In Svizzera ed in Germania negli anni Quaranta, in Brasile e in Venezuela negli anni Cinquanta, dal Belgio all’Uk fino in Usa negli anni Sessanta, grazie a Luigi Cecchi prima, fondatore dell’azienda di famiglia nel 1893 - di mestiere “palatista”, diffuso in Europa, ancora sconosciuto in Italia - e con il figlio Cesare poi, da una parte all’altra del mondo, già si beveva Chianti. Ma, ancora, negli anni Settanta, con il “secondo” Luigi, nipote del fondatore, viaggiare ed esportare vini era una vera missione, con le difficoltà del caso, dai collegamenti alla lingua, ai tempi dilatati.
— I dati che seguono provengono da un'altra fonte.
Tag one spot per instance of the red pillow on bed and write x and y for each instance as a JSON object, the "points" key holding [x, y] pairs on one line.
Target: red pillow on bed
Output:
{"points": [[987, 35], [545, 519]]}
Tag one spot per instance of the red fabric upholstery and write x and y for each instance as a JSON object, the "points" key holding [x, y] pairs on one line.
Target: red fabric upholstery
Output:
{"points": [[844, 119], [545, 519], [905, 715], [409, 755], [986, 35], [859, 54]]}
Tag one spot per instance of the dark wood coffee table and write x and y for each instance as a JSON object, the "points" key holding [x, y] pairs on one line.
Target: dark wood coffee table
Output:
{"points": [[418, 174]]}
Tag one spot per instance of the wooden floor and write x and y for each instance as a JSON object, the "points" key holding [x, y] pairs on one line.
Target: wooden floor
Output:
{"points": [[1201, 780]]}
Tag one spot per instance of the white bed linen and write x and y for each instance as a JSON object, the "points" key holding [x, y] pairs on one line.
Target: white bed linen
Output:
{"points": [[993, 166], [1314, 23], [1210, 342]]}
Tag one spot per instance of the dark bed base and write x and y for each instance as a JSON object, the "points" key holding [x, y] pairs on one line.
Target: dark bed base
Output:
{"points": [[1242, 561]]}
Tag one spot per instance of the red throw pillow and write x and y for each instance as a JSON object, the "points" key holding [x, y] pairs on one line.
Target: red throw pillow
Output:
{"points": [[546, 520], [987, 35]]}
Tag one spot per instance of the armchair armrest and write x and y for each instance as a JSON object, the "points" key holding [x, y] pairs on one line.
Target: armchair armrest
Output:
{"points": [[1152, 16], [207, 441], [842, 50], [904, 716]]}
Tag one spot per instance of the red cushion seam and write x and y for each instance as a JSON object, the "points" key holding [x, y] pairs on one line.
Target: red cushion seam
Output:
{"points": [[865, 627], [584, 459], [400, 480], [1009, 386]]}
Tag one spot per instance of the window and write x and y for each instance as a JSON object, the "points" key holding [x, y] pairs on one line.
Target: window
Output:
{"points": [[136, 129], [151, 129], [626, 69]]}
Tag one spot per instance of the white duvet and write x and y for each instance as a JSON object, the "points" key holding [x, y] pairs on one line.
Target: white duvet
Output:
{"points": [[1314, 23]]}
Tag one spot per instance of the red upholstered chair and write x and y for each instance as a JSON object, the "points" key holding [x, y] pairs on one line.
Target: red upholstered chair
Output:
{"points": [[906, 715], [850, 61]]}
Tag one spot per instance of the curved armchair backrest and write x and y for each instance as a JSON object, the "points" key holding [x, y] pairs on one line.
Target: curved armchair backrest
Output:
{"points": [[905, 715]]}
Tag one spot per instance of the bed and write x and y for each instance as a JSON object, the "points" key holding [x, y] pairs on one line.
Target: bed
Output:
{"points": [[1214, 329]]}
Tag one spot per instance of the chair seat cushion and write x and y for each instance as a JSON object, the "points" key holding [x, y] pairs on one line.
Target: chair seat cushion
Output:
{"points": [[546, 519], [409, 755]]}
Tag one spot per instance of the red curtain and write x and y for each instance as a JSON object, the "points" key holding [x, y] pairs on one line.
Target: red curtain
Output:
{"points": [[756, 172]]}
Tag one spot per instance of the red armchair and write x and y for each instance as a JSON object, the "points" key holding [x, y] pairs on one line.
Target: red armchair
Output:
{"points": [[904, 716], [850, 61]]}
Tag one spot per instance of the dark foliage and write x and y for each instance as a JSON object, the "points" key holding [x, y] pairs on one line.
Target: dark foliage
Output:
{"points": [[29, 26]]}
Fortuna che, importatori e distributori iniziavano a venire in Italia, almeno una volta l’anno, a Verona, dove stava nascendo Vinitaly. In azienda, però, ci voleva chi si occupasse di questo. Così fu, e quando, come il fratello Andrea nella produzione, il “secondo” Cesare iniziò ad affiancare il padre nell’export, ad inizio anni Ottanta, i loro vini erano già presenti nei mercati più importanti. Di lì a poco più di un decennio, lo saranno in 50 Paesi del mondo, da dove, viceversa, i buyers iniziavano sempre più a venire in Italia. “Cecchi è presente a Verona dalle prime edizioni, mi ricordo che negli anni Settanta, non esisteva una differenza di Regione. La prima è stata proprio la Toscana. Nei primi anni Ottanta, internazionalizzandosi sempre più, era possibile conoscere buyers, ed alcune delle collaborazioni iniziate in quegli anni durano tutt’ora. Sempre più momento di pr, oltre che commerciale, è stata per tanti anni la sola occasione per presentarsi al mondo. C’erano sempre più cose da comunicare, e a metà anni Novanta abbiamo iniziato a presentare tutte le nostre aziende”. È così che Cesare Cecchi, oggi alla guida con Andrea Cecchi dell’azienda di famiglia, pioniera nell’esportazione di vini italiani, ripercorre con WineNews, uno dei siti più cliccati dagli amanti del buon bere, la conquista del mondo dell’Italia enoica, per #Vinitaly50Story, la cronistoria di mezzo secolo di Vinitaly e del vino italiano, attraverso le storie dei suoi personaggi, per i primi 50 anni della rassegna internazionale di riferimento del settore (Verona, 10-13 aprile; www.vinitaly.com).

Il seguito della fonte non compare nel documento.